MEs can complete the following transactions after verifying with an ID scan:

  • Change account PIN
  • Change SIM card
  • Change Authorized Users
  • Change Billing Name
  • Change Billing/Mailing Addresses
  • OTP verification bypass - Single-line account unable to receive OTP

Cannot receive OTP

  • There are situations where accounts may have lines that are unable to receive an OTP. For example:
    • Single voice line accounts without an active device (lost/stolen)
    • Some Mobile Internet, Wearable devices, or inactive Home Internet lines showing as not eligible to send the OTP
    • If the customer has set up additional authentication methods (examples: 2-step verification, SMS authentication, Google Authenticator, account Security Questions, or ID Verify) and they follow the “Forgot Password” flow via TMO.com (cannot get an OTP sent via email)
  • ID Verify: The PAH and AU can use ID Verify as an alternative to OTPs.
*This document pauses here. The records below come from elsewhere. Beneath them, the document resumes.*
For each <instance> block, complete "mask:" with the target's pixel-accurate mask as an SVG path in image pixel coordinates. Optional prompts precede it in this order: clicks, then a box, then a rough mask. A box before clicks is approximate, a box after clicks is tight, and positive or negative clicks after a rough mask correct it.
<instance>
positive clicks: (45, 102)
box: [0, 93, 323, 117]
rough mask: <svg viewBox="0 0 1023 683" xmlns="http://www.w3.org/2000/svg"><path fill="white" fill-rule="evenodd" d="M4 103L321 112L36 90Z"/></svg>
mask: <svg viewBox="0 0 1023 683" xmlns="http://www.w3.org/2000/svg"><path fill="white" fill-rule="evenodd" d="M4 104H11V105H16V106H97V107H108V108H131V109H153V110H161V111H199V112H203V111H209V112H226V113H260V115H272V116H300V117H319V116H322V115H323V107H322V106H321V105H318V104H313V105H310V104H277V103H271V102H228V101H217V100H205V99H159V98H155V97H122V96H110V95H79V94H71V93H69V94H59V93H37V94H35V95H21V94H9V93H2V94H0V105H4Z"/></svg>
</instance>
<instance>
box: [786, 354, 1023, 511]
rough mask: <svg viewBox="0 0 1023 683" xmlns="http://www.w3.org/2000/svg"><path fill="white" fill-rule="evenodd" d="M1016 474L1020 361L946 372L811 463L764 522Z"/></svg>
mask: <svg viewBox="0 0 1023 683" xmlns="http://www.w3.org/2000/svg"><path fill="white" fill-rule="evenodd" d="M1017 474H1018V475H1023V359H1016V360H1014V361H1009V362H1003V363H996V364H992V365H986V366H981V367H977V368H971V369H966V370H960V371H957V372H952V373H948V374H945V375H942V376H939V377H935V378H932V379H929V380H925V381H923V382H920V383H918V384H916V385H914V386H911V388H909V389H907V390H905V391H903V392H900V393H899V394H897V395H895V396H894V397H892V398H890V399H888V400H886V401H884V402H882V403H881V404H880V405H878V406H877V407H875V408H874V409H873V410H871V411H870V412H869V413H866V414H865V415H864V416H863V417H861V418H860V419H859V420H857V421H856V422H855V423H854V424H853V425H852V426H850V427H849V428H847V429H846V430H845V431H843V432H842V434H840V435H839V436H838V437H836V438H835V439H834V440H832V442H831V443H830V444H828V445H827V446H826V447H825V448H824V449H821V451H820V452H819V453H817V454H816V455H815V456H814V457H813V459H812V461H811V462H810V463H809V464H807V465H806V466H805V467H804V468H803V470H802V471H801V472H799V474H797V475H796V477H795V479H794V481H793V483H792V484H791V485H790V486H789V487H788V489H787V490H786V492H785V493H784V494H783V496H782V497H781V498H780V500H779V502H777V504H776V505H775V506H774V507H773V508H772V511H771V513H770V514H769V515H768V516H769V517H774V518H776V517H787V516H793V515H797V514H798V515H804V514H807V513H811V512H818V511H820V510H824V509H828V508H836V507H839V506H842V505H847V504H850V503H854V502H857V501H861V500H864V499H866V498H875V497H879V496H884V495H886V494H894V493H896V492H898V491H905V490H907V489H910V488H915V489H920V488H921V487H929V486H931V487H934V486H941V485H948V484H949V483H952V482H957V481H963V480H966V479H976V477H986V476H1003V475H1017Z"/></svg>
Customers can authenticate in T-Life, on the web, and on one of their other active lines to transact in T-Life and web.
    • Set up: Refer to Set up T-Mobile ID: Self-Service for customer steps and supported ID types.
    • Authenticate: If the customer already completed a digital or Retail ID Verify and provided ongoing biometric consent, they can verify with just a selfie.
  • OTP to alternate line: If there are multiple voice lines on an account, send the SMS OTP to another line on the account that can receive an OTP. 
  • For prepaid verification issues, see Account verification: Prepaid.

Care/RSL/VR refer the customer to Retail

Follow these steps before sending a customer into the store when they cannot receive OTP:

  1. Confirm the BRP has a valid ID that can be scanned.
  2. Confirm the BRP can visit a retail store to verify the account with their ID.
  3. Tell the customer that after a Mobile Expert verifies their account with an ID, they can complete some common transactions that require an OTP.

Cannot verify OTP/Verification Team process

Care/VR only

If the customer cannot get an OTP due to the customer not having a device active on the network (such as lost/stolen), and the customer cannot update or verify their PIN in self-service:

  • Refer the customer to Retail for assistance to have their acceptable ID verified.
  • Only if the customer cannot go to Retail due to a mobility or distance issue, partner with your Coach or Team Manager for assistance to use all available options, including the Verification Team as a last-resort. Reference the Verification Team section in Account verification: Care / VR under Unauthorized or Unable to Verify.

Retail only

If the customer cannot get an OTP due to the customer not having a device active on the network such as lost/stolen, and the customer’s ID is not able to be scanned, the Verification Team may be able to assist. Use Account Verification - In Store > Account PIN/ID verification issue (Contacting the Verification Team) section.